Anyway, keep him busy while you have him.
It’s a cunning plan, keeping the hounds at bay by sending your cute kid to make your excuses. I’m half-tempted to shout “HA! I SEE THROUGH YOUR PLAN!”, and swoop down from the rafters, spreading destruction as I fly/fall. But then you’d stop with the cute kid posts… yes, it’s a cunning plan. It works :-)
Athena, honey, you’re just beautiful. Did you know that?
You take good care of your Daddy this weekend, OK? Enjoy him while you’ve got him all to yourself!
What is all this humane society stuff? The blogman is a human being. The daughter is not his registered owner, only pictured, here, for agentorial effects. As such, he should be treated as a human being. With cruel and unjust punishment.
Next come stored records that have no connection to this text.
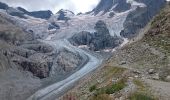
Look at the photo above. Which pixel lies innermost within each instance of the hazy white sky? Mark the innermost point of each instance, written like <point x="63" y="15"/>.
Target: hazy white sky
<point x="54" y="5"/>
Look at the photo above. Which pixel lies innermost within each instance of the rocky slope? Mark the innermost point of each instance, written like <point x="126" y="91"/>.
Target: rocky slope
<point x="143" y="63"/>
<point x="35" y="49"/>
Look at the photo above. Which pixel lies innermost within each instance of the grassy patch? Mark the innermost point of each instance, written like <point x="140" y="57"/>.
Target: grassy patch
<point x="110" y="89"/>
<point x="92" y="88"/>
<point x="101" y="97"/>
<point x="140" y="96"/>
<point x="115" y="87"/>
<point x="139" y="83"/>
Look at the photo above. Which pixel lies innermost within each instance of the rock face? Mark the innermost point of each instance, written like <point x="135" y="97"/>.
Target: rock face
<point x="3" y="6"/>
<point x="138" y="18"/>
<point x="64" y="14"/>
<point x="19" y="12"/>
<point x="111" y="5"/>
<point x="63" y="64"/>
<point x="101" y="39"/>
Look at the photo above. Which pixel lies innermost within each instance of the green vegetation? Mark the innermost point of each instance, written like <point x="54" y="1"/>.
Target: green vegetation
<point x="92" y="88"/>
<point x="115" y="87"/>
<point x="140" y="96"/>
<point x="139" y="83"/>
<point x="109" y="89"/>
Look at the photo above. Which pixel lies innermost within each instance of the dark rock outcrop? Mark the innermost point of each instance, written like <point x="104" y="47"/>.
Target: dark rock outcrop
<point x="64" y="14"/>
<point x="41" y="14"/>
<point x="53" y="25"/>
<point x="101" y="39"/>
<point x="20" y="12"/>
<point x="138" y="18"/>
<point x="3" y="6"/>
<point x="38" y="64"/>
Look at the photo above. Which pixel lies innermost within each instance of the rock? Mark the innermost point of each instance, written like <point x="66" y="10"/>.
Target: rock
<point x="53" y="25"/>
<point x="138" y="18"/>
<point x="156" y="76"/>
<point x="122" y="62"/>
<point x="64" y="14"/>
<point x="111" y="5"/>
<point x="39" y="47"/>
<point x="101" y="39"/>
<point x="65" y="62"/>
<point x="168" y="78"/>
<point x="38" y="64"/>
<point x="3" y="6"/>
<point x="151" y="71"/>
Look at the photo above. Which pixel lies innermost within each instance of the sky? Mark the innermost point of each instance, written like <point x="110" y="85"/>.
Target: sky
<point x="54" y="5"/>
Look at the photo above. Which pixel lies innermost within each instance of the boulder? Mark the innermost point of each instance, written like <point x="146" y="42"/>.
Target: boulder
<point x="101" y="39"/>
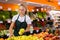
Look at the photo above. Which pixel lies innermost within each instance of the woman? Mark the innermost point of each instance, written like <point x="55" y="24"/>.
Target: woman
<point x="21" y="20"/>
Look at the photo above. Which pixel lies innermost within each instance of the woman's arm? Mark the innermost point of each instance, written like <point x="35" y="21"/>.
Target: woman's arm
<point x="28" y="27"/>
<point x="11" y="29"/>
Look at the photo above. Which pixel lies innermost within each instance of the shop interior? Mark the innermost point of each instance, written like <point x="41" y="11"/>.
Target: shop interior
<point x="43" y="28"/>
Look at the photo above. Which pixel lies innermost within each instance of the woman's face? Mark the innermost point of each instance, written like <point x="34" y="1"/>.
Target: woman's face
<point x="22" y="10"/>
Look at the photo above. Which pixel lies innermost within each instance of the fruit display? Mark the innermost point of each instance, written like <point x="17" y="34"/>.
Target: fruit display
<point x="1" y="39"/>
<point x="21" y="31"/>
<point x="40" y="36"/>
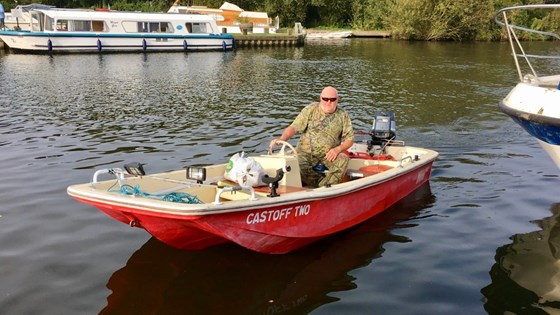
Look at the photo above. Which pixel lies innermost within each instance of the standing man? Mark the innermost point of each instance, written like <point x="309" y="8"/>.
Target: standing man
<point x="326" y="132"/>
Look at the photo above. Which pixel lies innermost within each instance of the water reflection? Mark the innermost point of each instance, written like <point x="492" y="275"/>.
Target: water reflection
<point x="526" y="276"/>
<point x="228" y="279"/>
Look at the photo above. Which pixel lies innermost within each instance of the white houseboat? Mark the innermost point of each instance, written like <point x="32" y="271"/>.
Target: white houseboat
<point x="78" y="30"/>
<point x="232" y="18"/>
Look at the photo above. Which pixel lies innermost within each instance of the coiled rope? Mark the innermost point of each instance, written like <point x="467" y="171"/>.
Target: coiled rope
<point x="171" y="197"/>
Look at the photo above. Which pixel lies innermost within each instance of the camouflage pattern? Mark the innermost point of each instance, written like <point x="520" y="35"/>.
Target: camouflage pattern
<point x="319" y="133"/>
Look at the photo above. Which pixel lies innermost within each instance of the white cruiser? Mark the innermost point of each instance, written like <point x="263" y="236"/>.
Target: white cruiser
<point x="78" y="30"/>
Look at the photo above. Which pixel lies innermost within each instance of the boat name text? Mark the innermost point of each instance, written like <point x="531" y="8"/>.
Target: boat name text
<point x="279" y="214"/>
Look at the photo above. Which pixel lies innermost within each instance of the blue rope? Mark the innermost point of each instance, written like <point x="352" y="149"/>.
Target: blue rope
<point x="171" y="197"/>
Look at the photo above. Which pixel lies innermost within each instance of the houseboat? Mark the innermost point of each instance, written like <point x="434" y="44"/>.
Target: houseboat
<point x="233" y="19"/>
<point x="79" y="30"/>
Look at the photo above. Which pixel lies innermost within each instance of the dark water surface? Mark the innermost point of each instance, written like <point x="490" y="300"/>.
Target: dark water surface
<point x="481" y="238"/>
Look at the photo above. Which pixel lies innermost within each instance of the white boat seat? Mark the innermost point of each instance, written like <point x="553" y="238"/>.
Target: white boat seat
<point x="271" y="163"/>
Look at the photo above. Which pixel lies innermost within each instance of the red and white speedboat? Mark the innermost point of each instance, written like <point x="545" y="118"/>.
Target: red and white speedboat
<point x="194" y="208"/>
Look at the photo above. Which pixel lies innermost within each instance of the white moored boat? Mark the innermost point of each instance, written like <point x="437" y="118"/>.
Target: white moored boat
<point x="77" y="30"/>
<point x="534" y="103"/>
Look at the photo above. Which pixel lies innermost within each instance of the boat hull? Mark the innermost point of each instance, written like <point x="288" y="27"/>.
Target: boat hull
<point x="103" y="42"/>
<point x="277" y="228"/>
<point x="535" y="108"/>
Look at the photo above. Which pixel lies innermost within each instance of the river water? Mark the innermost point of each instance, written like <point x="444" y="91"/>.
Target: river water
<point x="479" y="239"/>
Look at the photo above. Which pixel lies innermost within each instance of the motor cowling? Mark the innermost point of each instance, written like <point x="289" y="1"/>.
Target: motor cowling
<point x="383" y="128"/>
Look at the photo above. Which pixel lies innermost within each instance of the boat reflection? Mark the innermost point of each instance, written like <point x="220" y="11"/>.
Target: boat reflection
<point x="228" y="279"/>
<point x="526" y="275"/>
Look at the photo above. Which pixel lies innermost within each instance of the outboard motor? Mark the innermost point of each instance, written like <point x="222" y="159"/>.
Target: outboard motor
<point x="383" y="128"/>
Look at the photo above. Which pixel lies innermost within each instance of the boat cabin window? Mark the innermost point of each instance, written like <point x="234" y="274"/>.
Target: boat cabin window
<point x="147" y="27"/>
<point x="49" y="23"/>
<point x="199" y="28"/>
<point x="36" y="21"/>
<point x="62" y="25"/>
<point x="80" y="26"/>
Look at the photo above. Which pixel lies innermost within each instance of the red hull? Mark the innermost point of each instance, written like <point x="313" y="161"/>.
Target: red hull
<point x="277" y="229"/>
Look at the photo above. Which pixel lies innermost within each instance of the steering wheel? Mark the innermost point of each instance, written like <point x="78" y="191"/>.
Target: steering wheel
<point x="283" y="149"/>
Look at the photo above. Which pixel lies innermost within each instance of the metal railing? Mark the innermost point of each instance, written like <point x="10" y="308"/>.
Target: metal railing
<point x="501" y="18"/>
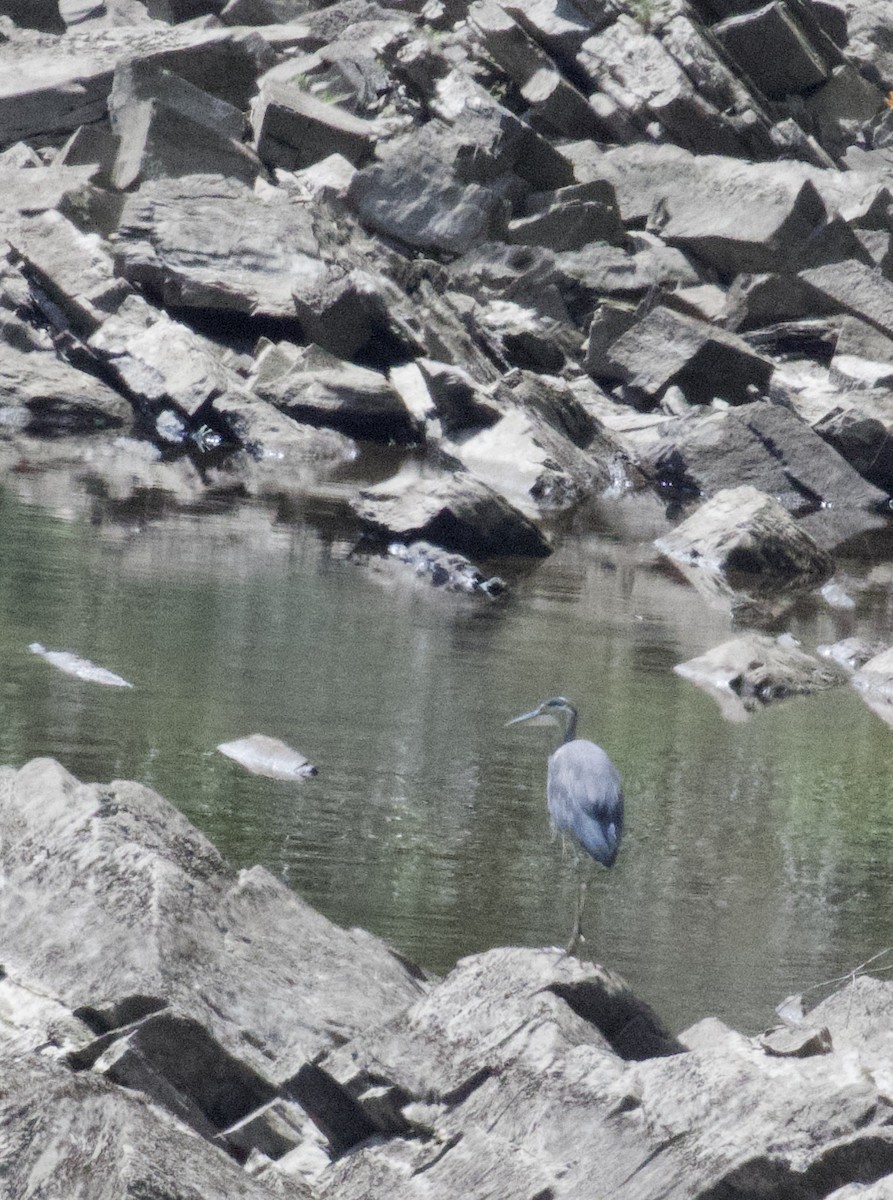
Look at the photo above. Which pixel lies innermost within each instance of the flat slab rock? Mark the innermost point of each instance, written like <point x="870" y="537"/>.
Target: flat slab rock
<point x="516" y="1080"/>
<point x="750" y="540"/>
<point x="269" y="977"/>
<point x="765" y="445"/>
<point x="453" y="510"/>
<point x="203" y="241"/>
One day I passed by, on bicycle, this pre-school. Stopped to say hello, to this girl who worked at the pre-school. I had a bell on my bicycle. I rang the bell. The bell made a sound that sounded like an ice cream truck. 50 kids looked my way. So I did the only thing I could, I shouted, “ice cream, candi, soda”..the whole script..50 kids came running at me on my bicycle, refusing to unbelieve that I was not an ice cream truck. It was a clear day. Nothing fogged the kids vision but they simply refused to believe that what was in front of their very eyes was not the ice cream truck that the sound of my bell had signaled. Their great expectations soon developed into a stampede. Fear not for me, though, for there was a 12-foot high chain-link fence between me and my greatness. Meanwhile, I became quite speechless at this reception. The teacher nicely came to my rescue and said, “See what you started.” 50 Athenas’ pulling a riot on me, that day.
If you can learn to produce that look at will, you will have boys performing your every wish in about a dozen years. All you need to do is learn to flutter your eyelashes a little, maybe toss your hair some, and they’ll be fighting each other to carry your books. They won’t have to know that you’re an extremely capable young woman who can out think any of them (probably all of them combined) in a flash. And they probably won’t care, either. Guys are just like that. Just don’t giggle too much — it makes us all look bad.
You might even get away with that with your daddy now and then, but I wouldn’t try it too much on your mom. She’s in on the secret.
Great, Sue. Just what every dad of a young girl wants to hear, stories of boys flocking after their daughter when they get to be a teenager. Like we don’t have nightmares about that already.
So what I’m seeing is that Scalzi’s Whatever is turning into a blog version of Family Circus, with children available to fill in for Dad whenever he’s feeling slack.
All that’s needed now is a cute drawing of how, when Krissy calls Athena for dinner, Athena first romps through the universe, a dotted line leading from outside Camp Scalzi to Barnard’s Star, then to Wolf 359, then Epsilon Eridani, then back home by way of Struve 2398 (either A or B, her pick).
Stephen, as long as relativistic effects are retained and displays dad at >= 100 years old on Athena’s return, I’m for it. Otherwise, it’s just another fantasy cum blog post cum Bil Keane comic strip.
She is too cute. Truly. I think there ought to be a law.
I hear ya on that ice-cream thing. Anyone who says it is as easy as ‘taking candy from a baby’ never tried to take candy from a baby.